Harry angled very slightly left.
So did Tom.
They shot alongside each other and reached for the Snitch at the same time. Harry decelerated as abruptly as he could as soon as he touched metal....
The two Seekers came to a halt facing in opposite directions with the Golden Snitch trapped between their raised palms and sat very still in the air.
Harry blinked across at Tom. The field sounded very silent suddenly, and he wasn't sure whether this was just because the wind no longer whistled in his ears or because the entire audience and both teams were staring at them and trying to figure out whether to cheer or not. He hadn't suddenly gone deaf, because he heard Madam Hooch's whistle when they stopped.
The Snitch's wings beat frantically against his hand.
Tom blinked back at him. "Now what?"
"I have no idea." After a few more seconds of hovering, Harry laughed nervously. "This looks kind of like what Muggles call a high-five."
Tom started to smile a little. "It does, doesn't it?"

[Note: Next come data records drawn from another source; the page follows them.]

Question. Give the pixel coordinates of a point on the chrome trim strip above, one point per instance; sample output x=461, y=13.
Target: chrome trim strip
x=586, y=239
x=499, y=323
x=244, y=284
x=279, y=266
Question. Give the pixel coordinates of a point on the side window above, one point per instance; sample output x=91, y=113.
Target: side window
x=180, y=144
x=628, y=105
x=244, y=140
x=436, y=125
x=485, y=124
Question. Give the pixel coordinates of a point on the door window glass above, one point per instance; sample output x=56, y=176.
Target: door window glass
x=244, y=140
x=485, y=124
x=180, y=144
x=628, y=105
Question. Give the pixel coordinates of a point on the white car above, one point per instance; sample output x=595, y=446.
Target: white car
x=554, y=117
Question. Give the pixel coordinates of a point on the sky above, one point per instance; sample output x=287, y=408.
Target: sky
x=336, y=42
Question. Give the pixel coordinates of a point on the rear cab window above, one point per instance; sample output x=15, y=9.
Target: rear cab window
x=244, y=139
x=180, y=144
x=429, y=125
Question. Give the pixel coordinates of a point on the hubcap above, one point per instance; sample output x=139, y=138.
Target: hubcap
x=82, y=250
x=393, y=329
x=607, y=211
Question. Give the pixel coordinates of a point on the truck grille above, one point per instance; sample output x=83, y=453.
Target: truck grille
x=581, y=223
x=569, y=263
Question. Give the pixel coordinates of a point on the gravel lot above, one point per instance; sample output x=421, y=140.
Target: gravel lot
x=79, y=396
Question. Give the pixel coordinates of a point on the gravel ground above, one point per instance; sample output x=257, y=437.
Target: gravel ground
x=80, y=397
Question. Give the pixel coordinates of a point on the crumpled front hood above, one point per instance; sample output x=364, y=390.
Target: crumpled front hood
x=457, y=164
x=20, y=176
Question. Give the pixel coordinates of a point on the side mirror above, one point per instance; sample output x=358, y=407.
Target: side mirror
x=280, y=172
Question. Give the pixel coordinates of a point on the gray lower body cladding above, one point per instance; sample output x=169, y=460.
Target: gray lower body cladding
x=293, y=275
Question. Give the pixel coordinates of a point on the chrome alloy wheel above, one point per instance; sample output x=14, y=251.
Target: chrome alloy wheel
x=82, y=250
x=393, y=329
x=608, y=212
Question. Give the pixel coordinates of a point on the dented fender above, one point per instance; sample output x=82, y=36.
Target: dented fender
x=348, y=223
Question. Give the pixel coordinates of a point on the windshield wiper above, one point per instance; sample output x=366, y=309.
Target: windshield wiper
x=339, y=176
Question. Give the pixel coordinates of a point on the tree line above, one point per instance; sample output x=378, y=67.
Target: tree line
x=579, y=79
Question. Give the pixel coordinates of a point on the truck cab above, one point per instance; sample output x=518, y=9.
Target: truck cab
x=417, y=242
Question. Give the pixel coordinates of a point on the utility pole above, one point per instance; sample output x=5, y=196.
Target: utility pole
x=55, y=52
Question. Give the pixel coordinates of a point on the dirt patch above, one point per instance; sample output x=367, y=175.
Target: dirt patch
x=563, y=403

They both sat there for a moment longer, feeling extremely silly. Both teams began swooping in to investigate, impeding Madam Hooch's vision and progress. Harry looked over to see her weaving between students.
Then Harry felt Tom's fingertips across his palm as the Slytherin Seeker's hand closed around the Snitch, and the answering smile slid off his face with shock.
Tumult broke out as the Gryffindors protested and the Slytherins cheered. Both spread somewhat slowly as most of the audience couldn't see through the englobing players.
Madam Hooch's whistle cut through the noise as she reached them and saw Tom holding up the Snitch and Harry looking stunned. She blinked, then called out, "Slytherin's Seeker has the Snitch."
They'd lost, Harry thought miserably, shutting his eyes. He'd lost. Gryffindor had been ahead, but not by a hundred and fifty points. He'd thought --
The referee's voice went on mercilessly. "Match to --"
"Madam Hooch?" Tom interrupted.
Harry's eyes opened.
"We had it pinned between our hands," Tom explained. "We caught it at the same time."
"Then why," asked Madam Hooch, "are you holding it now?"
Tom shrugged. "It was an awkward position."
It was Slytherin beginning to protest now.
"Very well." The whistle shrieked again. Madam Hooch shouted, "The Seekers caught the Snitch at the same time. According to the rules of Quidditch, the catch is null." She plucked the Snitch from Tom's hand and tossed it into the air; it promptly flew away. "Continue play!"
Harry held his place in the air, as did Tom, while the rest of their teammates broke away and resumed play. Several of the Slytherins shouted their disappointment at Tom.
Harry waited until it was quiet before asking, "Why did you do that?"
Tom looked at him in silence for a long moment, then said, "It's the choices we make...." He trailed off, then broke into a mischievous grin. "Besides, I'd prefer a clean win, not one based on Gryffindor… innocence."
He sped away across the field, leaving Harry to sputter and then take off after him.